With McCall's thoughts in mind, your argument certainly ignores an alternative understanding of the recent court decision. Looking back to the 1970s, it can be rightfully said that several white men socially constructed an interpretation of the law. Given this experiment in social construction our current justices judged that abortion laws are out of their constitutional purview. They decided that the previous decision of Roe can be better adjudicated within a different context (i.e. the legislature.)

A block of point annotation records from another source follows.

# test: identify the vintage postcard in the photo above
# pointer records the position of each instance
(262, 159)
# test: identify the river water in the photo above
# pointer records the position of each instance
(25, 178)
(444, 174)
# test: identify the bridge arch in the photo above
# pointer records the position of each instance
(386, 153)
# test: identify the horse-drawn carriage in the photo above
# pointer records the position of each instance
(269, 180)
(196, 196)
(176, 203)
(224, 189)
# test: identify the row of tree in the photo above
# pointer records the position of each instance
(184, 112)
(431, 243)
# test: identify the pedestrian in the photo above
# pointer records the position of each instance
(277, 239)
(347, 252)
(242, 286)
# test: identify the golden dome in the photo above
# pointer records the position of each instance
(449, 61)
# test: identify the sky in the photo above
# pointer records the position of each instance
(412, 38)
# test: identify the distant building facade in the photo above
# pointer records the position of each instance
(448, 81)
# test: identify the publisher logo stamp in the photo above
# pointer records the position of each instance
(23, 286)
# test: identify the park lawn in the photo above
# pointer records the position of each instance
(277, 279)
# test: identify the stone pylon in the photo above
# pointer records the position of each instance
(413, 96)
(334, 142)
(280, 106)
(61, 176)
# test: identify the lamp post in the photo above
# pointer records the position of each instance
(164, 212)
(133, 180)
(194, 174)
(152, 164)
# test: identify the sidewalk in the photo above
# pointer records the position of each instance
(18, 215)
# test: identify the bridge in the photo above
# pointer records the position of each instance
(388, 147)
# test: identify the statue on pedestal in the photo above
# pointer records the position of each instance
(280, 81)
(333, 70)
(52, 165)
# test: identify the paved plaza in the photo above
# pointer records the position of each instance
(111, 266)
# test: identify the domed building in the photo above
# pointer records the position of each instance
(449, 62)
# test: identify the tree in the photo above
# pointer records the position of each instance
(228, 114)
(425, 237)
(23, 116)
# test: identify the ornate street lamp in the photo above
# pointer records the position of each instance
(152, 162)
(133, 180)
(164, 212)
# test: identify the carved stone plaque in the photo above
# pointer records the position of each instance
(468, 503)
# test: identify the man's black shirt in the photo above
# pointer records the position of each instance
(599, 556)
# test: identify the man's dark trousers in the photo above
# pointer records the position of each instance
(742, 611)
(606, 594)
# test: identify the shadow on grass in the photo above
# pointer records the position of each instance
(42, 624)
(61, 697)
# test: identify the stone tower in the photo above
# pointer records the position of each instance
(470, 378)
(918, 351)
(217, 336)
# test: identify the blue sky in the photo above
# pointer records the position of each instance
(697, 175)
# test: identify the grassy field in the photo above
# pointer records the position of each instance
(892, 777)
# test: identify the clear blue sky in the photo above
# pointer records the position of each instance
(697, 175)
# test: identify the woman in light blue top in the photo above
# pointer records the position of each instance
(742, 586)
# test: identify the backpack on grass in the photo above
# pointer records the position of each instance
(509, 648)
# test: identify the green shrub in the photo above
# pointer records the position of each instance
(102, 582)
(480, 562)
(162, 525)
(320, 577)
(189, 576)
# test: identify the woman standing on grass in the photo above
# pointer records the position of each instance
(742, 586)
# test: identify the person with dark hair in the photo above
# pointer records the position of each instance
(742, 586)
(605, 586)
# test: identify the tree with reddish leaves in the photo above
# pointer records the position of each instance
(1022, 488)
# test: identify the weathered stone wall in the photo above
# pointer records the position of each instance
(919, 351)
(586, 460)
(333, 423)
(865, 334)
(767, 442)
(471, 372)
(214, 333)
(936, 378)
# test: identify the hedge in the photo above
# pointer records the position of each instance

These statements come without any misogynist or religious undertones. The court made the judgement that this moral issue should be made by elected representatives and not by the court. You’ve made your opinions clear and seem to demand that the justices’ duty is to make the moral judgment and to impose that judgement onto the country. But such a conclusion concerning Roe can be seen as a complete and utter faith-based assertion.

Certainly the law comes with many moral judgements. However, to have our representatives decide how this life and death matter should be legislated is in fact the most democratic thing we can do. Had this approach been taken some 50 years ago we would've avoided all this moral imposition and subsequent polemical partisan divides.

Until both sides realize that the right to an abortion is a social construct, we will undoubtedly be subject to the use of “fear and paranoia as tools of manipulation." But perhaps by placing this issue into the hands that it originally should have been placed, the states referenda might usher in the most democratic solution to this very contentious problem.